An attempt to improve this situation was made with the introduction of faucet-mount devices that attach to existing faucets. This places eyewash stations in locations where people will reflexively turn in an emergency: the sink. It saves money, because the unit does not have to be individually plumbed in. It saves space along the walls, where a freestanding station would mount, and on the floor, where space must be left for the eye-injury victim to stand. It also makes it quick and easy to test, because the sink catches the water.

However, add-on devices pose safety challenges in actual installations. Because they are dependent on the operation of the faucet’s hot and cold valves, there is always the potential that an injured person could activate the hot instead of the cold, presenting a scalding danger. To remedy this, users are often advised to make the eyewash the primary function of the device and disable the hot supply. This configuration limits the utility of the faucet because hot water for washing has been eliminated and faucet operation has become secondary.

Dedicated combination units

A newer improvement over add-on devices are dedicated dual-function faucet/eyewash units, such as the Speakman SEF 1850 Eyesaver series. These are standard laboratory faucets with built-in, independently operating eyewash stations. They use a standard plumbing supply, but eyewash function is controlled without use of the faucet valves. Eyewash function is activated by a single pull on a dedicated, well-marked lever. They comply fully with the ANSI standard. They are made in a variety of configurations for different sink types, etc.

A key benefit of the dual-function approach is the independent water supply to the eyewash function, so there is never a danger of hot water being delivered for eye-flushing. This independent supply can be either from a specially controlled tepid water source, or from the cold water inlet if it meets the temperature requirements. In circumstances in which the chemical reaction of the expected exposure is accelerated by flushing fluid temperature, a medical advisor or industrial hygienist should be consulted about optimum temperature for the application.

From a design perspective, combination units have all the virtues of faucet-mount add-ons: they take no additional space, require no additional location to be plumbed and have the benefit of a sink to catch water in testing and in use.

From a safety perspective, they resolve the negative issues of faucet mounts, because they are functionally equivalent to a dedicated eyewash station. They may actually improve overall safety versus a free-standing station by avoiding the creation of slippery floors around the station when the eyewash is in use. The newest dual-function units also offer aesthetic improvements over more traditional lab-style faucets, providing a look that may be more compatible with contemporary design.
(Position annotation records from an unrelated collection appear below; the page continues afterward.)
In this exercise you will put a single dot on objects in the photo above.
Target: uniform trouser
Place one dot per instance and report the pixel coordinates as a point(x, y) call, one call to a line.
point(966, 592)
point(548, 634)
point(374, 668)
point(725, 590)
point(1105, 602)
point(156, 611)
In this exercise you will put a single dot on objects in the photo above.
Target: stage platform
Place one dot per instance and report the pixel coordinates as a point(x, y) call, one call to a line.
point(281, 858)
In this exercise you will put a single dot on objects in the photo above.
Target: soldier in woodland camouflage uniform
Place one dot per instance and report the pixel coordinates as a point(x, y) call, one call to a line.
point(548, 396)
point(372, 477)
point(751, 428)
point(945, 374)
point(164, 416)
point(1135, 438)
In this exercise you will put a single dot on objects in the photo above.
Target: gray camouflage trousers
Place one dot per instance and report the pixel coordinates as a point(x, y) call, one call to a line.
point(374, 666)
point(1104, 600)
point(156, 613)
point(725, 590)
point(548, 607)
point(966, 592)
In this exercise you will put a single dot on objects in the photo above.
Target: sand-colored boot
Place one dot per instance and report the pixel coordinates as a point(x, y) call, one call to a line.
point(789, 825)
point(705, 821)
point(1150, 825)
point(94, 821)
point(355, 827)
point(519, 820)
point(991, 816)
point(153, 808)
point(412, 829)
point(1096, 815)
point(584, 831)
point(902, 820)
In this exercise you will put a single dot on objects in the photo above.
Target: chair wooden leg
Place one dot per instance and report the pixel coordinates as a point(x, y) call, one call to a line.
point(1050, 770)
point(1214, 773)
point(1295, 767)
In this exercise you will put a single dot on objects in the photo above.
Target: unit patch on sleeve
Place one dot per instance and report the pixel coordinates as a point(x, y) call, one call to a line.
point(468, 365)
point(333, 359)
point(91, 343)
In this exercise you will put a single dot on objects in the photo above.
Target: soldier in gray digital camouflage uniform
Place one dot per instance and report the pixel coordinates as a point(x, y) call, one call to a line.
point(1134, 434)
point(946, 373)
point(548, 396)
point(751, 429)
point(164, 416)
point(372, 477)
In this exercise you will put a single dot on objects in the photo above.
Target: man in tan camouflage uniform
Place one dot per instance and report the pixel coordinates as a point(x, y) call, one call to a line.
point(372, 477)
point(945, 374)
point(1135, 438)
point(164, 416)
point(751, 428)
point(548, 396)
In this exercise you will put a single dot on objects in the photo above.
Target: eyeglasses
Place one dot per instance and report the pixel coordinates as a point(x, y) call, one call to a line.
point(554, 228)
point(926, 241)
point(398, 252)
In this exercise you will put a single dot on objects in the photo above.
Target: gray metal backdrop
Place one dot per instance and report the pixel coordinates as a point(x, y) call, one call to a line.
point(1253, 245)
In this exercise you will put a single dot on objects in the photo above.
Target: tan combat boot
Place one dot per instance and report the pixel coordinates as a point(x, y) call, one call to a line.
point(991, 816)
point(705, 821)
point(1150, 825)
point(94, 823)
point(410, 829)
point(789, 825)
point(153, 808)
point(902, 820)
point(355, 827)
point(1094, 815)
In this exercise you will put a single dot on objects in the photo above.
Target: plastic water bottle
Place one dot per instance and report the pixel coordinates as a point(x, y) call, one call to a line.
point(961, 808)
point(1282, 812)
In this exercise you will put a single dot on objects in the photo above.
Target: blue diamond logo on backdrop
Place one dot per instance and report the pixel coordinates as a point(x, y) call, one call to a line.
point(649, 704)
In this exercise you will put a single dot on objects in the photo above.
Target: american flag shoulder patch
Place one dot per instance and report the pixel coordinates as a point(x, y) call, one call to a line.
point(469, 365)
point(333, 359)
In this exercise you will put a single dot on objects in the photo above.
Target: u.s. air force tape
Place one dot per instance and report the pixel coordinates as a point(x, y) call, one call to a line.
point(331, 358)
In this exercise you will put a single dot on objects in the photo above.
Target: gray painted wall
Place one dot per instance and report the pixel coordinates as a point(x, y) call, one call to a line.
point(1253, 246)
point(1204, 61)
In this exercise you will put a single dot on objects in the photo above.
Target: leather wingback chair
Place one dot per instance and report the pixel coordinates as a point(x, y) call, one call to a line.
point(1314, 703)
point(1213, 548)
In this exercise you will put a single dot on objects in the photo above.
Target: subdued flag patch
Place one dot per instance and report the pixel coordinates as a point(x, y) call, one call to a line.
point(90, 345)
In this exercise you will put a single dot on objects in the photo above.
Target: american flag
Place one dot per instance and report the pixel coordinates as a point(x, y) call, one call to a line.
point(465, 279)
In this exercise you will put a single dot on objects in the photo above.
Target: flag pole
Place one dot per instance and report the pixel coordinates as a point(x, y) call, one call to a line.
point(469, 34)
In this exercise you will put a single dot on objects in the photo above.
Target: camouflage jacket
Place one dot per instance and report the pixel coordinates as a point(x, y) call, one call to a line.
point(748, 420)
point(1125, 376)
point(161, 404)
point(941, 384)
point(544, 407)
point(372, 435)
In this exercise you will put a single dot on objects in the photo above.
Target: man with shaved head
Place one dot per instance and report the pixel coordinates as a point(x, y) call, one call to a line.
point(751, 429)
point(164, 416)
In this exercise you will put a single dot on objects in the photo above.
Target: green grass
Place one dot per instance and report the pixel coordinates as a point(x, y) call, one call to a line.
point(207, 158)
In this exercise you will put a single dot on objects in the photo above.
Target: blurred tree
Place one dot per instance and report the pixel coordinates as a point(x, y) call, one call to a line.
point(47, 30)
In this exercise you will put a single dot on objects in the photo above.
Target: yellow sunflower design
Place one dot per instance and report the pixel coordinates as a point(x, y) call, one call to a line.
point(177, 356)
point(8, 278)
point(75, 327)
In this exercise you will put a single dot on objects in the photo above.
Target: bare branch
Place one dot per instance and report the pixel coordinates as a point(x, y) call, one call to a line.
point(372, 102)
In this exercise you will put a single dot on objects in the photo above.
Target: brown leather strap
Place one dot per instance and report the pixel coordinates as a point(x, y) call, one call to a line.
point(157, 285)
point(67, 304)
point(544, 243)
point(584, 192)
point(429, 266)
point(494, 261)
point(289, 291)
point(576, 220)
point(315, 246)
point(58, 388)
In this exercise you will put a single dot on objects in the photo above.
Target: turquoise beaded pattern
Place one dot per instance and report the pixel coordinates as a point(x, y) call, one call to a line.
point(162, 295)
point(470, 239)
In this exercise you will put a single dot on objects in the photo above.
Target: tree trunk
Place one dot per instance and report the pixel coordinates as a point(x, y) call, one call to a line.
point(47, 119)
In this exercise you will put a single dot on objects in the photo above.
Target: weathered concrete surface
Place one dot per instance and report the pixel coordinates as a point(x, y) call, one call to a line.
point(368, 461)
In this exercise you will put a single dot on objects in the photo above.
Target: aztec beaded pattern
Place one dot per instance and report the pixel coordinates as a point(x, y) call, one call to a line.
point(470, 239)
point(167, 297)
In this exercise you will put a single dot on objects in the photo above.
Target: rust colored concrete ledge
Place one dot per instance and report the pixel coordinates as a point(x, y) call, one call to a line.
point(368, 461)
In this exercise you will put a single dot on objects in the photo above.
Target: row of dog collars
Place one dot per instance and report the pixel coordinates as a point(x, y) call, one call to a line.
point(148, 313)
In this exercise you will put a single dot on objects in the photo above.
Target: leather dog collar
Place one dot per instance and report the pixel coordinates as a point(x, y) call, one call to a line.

Imants Stiebris, BS, MBA is director of global safety sales for Speakman Company and chairman of the International Safety Equipment Association’s (ISEA) ANSI Z358.1 Shower & Eyewash Product Group and was a member of the organization’s Board of Trustees from 2004–2007. Steven H. Miller, CDT is an award-winning writer and photographer specializing in issues of the construction industry. He is creative director of Chusid Associates, a building-products marketing and technical consulting firm.